Partitioned Data Manipulation Language

Partitioned Data Manipulation Language (partitioned DML) is designed for the following types of bulk updates and deletes:

  • Periodic cleanup and garbage collection. Examples are deleting old rows or setting columns to NULL.
  • Backfilling new columns with default values. An example is using an UPDATE statement to set a new column's value to False where it is currently NULL.

Partitioned DML isn't suitable for small-scale transaction processing. If you want to run a statement on a few rows, use transactional DMLs with identifiable primary keys. For more information, see Using DML.

If you need to commit a large number of blind writes, but don't require an atomic transaction, you can bulk modify your Spanner tables using batch write. For more information, see Modify data using batch writes.

You can get insights on active partitioned DML queries and their progress from statistics tables in your Spanner database. For more information, see Active partitioned DMLs statistics.

DML and partitioned DML

Spanner supports two execution modes for DML statements:

  • DML, which is suitable for transaction processing. For more information, see Using DML.

  • Partitioned DML, which enables large-scale, database-wide operations with minimal impact on concurrent transaction processing by partitioning the key space and running the statement over partitions in separate, smaller-scoped transactions. For more information, see Using partitioned DML.

The following table highlights some of the differences between the two execution modes.

DML Partitioned DML
Rows that don't match the WHERE clause might be locked. Only rows that match the WHERE clause are locked.
Transaction size limits apply. Spanner handles the transaction limits and per-transaction concurrency limits.
Statements don't need to be idempotent. A DML statement must be idempotent to ensure consistent results.
A transaction can include multiple DML and SQL statements. A partitioned transaction can include only one DML statement.
There are no restrictions on complexity of statements. Statements must be fully partitionable.
You create read-write transactions in your client code. Spanner creates the transactions.

Partitionable and idempotent

When a partitioned DML statement runs, rows in one partition don't have access to rows in other partitions, and you cannot choose how Spanner creates the partitions. Partitioning ensures scalability, but it also means that partitioned DML statements must be fully partitionable. That is, the partitioned DML statement must be expressible as the union of a set of statements, where each statement accesses a single row of the table and each statement accesses no other tables. For example, a DML statement that accesses multiple tables or performs a self-join is not partitionable. If the DML statement is not partitionable, Spanner returns the error BadUsage.

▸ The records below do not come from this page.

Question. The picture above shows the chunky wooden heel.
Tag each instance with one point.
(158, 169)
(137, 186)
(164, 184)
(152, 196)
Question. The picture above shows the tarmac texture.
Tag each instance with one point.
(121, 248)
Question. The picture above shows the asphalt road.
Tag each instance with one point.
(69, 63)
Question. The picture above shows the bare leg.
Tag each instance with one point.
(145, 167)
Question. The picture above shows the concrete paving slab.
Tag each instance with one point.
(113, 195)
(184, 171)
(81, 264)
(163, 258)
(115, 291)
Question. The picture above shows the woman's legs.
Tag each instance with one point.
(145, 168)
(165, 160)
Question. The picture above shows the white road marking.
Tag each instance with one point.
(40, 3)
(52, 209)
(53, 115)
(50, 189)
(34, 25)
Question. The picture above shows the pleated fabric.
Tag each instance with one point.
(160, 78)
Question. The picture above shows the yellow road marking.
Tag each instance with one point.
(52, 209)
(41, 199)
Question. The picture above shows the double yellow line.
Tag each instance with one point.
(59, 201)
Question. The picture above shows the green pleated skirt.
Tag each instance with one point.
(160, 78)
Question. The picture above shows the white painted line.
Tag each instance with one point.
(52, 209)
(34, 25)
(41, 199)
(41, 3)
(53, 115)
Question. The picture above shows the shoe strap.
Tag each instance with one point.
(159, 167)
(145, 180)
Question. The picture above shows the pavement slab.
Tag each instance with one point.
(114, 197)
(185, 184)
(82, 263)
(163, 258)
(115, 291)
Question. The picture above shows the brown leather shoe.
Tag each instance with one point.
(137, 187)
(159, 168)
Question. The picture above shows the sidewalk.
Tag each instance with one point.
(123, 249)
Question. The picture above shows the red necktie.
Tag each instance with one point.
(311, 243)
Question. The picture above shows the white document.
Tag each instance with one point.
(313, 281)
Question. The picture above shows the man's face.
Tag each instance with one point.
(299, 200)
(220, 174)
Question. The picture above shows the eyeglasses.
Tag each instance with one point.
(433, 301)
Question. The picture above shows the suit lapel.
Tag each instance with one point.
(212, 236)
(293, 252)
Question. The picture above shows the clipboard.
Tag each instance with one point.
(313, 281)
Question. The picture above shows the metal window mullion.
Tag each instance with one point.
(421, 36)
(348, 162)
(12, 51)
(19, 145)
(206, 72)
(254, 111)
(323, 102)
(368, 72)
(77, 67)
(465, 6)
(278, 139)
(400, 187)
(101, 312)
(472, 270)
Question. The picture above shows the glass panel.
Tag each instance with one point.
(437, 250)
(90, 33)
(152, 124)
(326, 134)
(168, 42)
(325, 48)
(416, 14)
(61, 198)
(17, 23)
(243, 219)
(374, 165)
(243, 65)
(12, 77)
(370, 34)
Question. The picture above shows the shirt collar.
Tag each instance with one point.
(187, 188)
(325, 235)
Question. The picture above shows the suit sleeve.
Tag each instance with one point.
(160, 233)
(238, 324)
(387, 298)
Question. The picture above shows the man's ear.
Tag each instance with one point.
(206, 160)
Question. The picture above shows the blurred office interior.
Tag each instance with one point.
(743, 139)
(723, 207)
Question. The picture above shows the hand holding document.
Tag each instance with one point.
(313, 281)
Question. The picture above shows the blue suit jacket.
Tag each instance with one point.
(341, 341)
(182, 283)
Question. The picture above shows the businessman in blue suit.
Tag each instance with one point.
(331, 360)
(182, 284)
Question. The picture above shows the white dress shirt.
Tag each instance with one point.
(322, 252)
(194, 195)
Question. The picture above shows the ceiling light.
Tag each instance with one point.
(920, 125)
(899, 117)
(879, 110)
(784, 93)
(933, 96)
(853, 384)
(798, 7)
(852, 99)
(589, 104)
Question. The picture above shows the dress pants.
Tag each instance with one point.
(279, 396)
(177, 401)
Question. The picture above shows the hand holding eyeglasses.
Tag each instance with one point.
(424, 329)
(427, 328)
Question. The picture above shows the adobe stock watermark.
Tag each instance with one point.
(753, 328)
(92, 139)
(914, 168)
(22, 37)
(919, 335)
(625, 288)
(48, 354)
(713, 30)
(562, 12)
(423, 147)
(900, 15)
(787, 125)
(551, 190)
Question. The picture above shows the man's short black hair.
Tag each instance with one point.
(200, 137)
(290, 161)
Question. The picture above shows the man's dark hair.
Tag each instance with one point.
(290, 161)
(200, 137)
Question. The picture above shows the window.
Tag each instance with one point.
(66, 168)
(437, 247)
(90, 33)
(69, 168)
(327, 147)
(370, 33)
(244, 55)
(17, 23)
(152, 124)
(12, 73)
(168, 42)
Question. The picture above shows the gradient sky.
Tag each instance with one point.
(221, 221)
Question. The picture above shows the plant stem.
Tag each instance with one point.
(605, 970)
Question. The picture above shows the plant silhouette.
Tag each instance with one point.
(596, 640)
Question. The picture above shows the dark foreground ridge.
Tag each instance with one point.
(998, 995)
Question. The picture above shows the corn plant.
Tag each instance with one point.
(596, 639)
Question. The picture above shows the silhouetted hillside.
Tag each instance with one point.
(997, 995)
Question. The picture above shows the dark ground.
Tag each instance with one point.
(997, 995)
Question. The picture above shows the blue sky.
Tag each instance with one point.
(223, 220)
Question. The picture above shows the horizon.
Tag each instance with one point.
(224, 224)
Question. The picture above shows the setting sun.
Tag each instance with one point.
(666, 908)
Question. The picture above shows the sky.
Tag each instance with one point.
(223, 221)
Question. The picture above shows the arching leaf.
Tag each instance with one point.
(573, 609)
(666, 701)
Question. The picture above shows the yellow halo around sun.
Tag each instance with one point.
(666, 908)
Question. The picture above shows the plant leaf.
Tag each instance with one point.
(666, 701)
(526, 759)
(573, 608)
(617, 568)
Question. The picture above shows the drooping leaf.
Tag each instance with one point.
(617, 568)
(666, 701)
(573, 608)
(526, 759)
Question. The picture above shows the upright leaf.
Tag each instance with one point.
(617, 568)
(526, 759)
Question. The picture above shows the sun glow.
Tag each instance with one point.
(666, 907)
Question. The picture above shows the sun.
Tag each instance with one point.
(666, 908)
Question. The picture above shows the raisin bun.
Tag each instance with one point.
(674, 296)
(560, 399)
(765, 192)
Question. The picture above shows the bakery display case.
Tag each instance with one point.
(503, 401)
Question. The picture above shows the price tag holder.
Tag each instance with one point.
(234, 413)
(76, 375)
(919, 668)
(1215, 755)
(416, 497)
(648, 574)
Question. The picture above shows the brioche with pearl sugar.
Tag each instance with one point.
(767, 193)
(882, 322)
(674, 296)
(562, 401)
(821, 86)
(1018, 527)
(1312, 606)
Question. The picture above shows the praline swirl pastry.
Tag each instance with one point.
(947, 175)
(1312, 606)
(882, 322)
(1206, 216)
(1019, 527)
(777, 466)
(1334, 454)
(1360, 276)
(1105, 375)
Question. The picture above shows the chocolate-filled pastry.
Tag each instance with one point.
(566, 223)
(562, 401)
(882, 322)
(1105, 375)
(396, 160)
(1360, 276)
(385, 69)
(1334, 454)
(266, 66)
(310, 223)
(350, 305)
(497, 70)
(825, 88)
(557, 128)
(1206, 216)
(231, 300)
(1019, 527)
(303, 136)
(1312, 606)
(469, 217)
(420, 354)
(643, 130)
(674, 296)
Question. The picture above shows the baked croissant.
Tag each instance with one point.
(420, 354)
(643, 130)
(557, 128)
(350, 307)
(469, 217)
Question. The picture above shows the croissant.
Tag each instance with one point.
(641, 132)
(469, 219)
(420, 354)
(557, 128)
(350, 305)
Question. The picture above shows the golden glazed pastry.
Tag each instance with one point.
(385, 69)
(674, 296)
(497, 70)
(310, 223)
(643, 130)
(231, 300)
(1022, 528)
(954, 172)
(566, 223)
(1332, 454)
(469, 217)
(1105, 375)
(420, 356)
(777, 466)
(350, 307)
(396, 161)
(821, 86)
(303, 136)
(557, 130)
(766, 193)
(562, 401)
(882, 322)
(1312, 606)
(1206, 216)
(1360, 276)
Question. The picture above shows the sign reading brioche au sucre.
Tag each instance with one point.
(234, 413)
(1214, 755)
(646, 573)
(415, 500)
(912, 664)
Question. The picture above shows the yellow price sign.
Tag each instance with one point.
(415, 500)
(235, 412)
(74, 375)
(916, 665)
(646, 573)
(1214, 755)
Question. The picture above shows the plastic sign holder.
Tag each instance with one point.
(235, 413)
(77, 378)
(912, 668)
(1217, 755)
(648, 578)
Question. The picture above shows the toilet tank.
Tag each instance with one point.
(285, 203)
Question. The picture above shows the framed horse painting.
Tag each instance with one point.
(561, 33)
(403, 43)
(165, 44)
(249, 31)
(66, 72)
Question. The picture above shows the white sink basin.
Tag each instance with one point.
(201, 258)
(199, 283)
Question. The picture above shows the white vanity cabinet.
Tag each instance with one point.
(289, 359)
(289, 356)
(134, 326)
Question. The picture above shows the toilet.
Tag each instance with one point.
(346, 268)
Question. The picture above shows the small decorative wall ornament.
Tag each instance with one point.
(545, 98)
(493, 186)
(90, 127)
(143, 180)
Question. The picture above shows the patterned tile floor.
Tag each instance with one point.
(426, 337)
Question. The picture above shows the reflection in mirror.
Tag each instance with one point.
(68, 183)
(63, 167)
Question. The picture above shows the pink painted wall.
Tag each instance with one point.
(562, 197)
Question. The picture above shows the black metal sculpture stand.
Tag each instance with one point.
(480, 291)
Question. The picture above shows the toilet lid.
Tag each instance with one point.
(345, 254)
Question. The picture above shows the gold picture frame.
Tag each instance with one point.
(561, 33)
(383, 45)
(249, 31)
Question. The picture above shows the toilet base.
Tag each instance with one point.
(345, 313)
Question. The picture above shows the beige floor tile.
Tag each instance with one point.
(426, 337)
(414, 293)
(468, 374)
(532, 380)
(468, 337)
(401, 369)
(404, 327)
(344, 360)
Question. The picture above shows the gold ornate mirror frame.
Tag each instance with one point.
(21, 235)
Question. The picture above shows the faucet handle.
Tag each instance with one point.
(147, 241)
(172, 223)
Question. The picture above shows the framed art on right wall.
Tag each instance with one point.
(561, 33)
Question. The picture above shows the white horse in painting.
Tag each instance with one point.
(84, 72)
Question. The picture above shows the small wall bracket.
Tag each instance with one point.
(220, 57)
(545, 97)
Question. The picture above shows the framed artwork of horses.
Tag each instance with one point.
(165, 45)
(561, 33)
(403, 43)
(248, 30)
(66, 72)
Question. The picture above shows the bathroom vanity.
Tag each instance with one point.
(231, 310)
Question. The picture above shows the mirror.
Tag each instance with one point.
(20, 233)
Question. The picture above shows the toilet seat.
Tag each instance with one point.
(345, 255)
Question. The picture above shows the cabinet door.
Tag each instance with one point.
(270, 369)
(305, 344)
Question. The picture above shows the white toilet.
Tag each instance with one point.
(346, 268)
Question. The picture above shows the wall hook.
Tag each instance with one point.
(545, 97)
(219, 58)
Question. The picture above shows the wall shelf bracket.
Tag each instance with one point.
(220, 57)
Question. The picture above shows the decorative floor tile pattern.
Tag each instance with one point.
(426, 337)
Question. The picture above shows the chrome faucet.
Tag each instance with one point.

These DML statements are fully partitionable, because each statement can be applied to a single row in the table:

UPDATE Singers SET LastName = NULL WHERE LastName = '';

DELETE FROM Albums WHERE MarketingBudget > 10000;

This DML statement is not fully partitionable, because it accesses multiple tables:

# Not fully partitionable
DELETE FROM Singers WHERE
SingerId NOT IN (SELECT SingerId FROM Concerts);

Spanner might execute a partitioned DML statement multiple times against some partitions due to network-level retries. As a result, a statement might be executed more than once against a row. The statement must therefore be idempotent to yield consistent results. A statement is idempotent if executing it multiple times against a single row leads to the same result.

This DML statement is idempotent:

UPDATE Singers SET MarketingBudget = 1000 WHERE true;

This DML statement is not idempotent:

UPDATE Singers SET MarketingBudget = 1.5 * MarketingBudget WHERE true;

Row locking

Spanner acquires a lock only if a row is a candidate for update or deletion. This behavior is different from DML execution, which might read-lock rows that don't match the WHERE clause.

Execution and transactions

Whether a DML statement is partitioned or not depends on the client library method that you choose for execution. Each client library provides separate methods for DML execution and Partitioned DML execution.

You can execute only one partitioned DML statement in a call to the client library method.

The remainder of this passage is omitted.